By Joe Davidson
Wednesday, March 24, 2010; B03
Shortly after President Obama signed a ground-breaking law that promises major changes to the nation's health insurance system, he said -- as he has many times before -- that those who want to keep the insurance they have may do so.
"So what works in our system won't change," he told a victory celebration at the Interior Department on Tuesday. "And a lot of people are happy with the health care that they've got, and that won't change because of this legislation."
Not so fast, Mr. President.
When members of Congress approved the legislation, they excluded two groups of federal employees -- themselves and their staffs.
Like other federal workers, the elected officials on Capitol Hill and their staffers now have insurance through the Federal Employees Health Benefits Program. But even if they are happy now, this new law will make them change.
The law, wordy as all are, says "the only health plans that the Federal Government may make available to Members of Congress and congressional staff with respect to their service as a Member of Congress or congressional staff shall be health plans" that are offered by the health insurance exchanges, or markets, created by the law or other plans that the law establishes.
It defines congressional staff as "all full-time and part-time employees employed by the official office of a Member of Congress, whether in Washington, DC or outside of Washington, DC."
That means many Hill employees, such as those with the Congressional Budget Office, the Library of Congress, the Capitol Police, the maintenance departments and others, can keep their insurance through FEHBP. Rep. Gerald E. Connolly (D-Va.) said "official office" of a member also does not include committees that have their own staffs.
Lots of issues about this provision were not immediately clear, including when it will be implemented. An official with the Senate office that deals with pay and benefits for staffers said the office is "anxiously awaiting" guidance from the Office of Personnel Management. "We have not received that yet."
Uncle Sam now pays about 70 percent of the premium for federal workers. Will they get that same subsidy through an exchange?
Currently, federal employees with at least five years of service can take their FEHBP insurance plan, along with the subsidy Sam provides, into retirement. Will they be able to do that with an exchange plan? And what happens to the workers who now are nearing retirement?
"I think there is some ambiguity as to what happens upon retirement, and they may or may not retain rights at that time," said Walton Francis, a health economist who is the primary author of Checkbook's "Guide to Health Plans for Federal Employees." "As worded, however, I think the answer is 'no.' "

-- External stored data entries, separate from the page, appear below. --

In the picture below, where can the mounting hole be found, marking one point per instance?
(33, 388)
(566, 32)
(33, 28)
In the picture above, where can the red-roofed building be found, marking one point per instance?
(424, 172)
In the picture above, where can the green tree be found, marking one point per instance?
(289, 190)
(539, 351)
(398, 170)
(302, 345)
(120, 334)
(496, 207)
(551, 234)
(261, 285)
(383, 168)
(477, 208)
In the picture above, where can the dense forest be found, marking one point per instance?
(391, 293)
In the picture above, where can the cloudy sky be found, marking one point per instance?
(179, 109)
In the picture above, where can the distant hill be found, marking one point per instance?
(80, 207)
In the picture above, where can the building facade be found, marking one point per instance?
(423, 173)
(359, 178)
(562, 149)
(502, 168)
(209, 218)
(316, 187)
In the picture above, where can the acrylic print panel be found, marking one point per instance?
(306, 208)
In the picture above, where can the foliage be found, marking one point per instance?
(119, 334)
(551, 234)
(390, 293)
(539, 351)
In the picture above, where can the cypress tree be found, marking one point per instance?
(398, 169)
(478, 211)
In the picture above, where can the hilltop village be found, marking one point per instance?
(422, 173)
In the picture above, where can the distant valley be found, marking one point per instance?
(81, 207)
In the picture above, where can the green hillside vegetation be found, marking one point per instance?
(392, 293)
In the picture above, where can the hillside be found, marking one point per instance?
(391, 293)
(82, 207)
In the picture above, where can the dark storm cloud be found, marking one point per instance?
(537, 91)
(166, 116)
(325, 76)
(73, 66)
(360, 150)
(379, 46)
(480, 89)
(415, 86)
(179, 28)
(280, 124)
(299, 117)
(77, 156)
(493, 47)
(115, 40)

When members and staffers get their insurance through an exchange, they'll want to know about the risk pool. Generally, the sicker the people in a pool, the higher the insurance premiums. But Francis thinks there's no need for the politicians and congressional staffers to worry. FEHBP now includes lots of old people, who often are more prone to illness.
"My prediction is it won't be worse than the FEHBP risk pool," he said.

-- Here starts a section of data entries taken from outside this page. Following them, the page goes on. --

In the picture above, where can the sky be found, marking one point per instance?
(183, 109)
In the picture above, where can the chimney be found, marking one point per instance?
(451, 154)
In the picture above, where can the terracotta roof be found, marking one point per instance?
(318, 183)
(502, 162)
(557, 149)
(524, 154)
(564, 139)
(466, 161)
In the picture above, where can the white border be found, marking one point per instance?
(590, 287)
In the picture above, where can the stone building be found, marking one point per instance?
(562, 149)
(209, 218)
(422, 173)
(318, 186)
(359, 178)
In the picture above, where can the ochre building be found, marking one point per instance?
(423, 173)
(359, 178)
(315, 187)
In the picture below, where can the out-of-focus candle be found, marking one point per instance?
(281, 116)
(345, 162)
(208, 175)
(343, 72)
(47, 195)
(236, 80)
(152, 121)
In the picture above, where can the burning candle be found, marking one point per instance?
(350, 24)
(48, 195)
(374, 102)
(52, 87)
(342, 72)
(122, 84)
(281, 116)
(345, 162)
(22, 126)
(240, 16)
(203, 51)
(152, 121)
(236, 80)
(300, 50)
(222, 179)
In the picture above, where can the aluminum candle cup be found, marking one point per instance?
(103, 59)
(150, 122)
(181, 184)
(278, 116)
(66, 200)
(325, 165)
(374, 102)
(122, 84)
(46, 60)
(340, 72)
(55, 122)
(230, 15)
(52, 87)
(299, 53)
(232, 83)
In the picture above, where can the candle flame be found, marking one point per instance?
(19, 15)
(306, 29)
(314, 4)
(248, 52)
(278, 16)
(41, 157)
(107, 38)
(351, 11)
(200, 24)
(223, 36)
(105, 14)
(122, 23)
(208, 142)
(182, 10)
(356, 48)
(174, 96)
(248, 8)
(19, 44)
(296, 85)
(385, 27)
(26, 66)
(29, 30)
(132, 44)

If members of Congress are willing to kick themselves and their staffers out of FEHBP, might they do the same to other federal employees?
Francis doesn't think moving the elected officials and their staffs from FEHBP will reduce congressional support for the program. "It will still be the case that members will respond to constituent needs, and federal employees and retirees and their dependents include 8 million constituents," he said.
OPM, the White House and the Congressional Legislative Staff Association did not respond to requests for information about the law.
It upset Mark Stone, a former Senate staffer, enough that he complained for his former colleagues.
"If Members want to subject themselves to this requirement, that's fine," he said in an e-mail to The Washington Post. "However, it seems unfair that Congress singled one group of Federal employees -- their own staff -- and require them to forfeit the coverage they currently enjoy.
"As you know, Hill staffers face grueling hours, complex issues and lower-than-average wages. Most are very young; many also have children. They have come to rely on FEHBP for their health insurance coverage. Coverage through the exchanges will likely be more costly than FEHBP. As a former Hill staffer, I am writing on their behalf.
"President Obama has said that if you like your current coverage, you can keep it. That is not the case for Hill staffers."
Staff researcher Eric Yoder contributed to this report.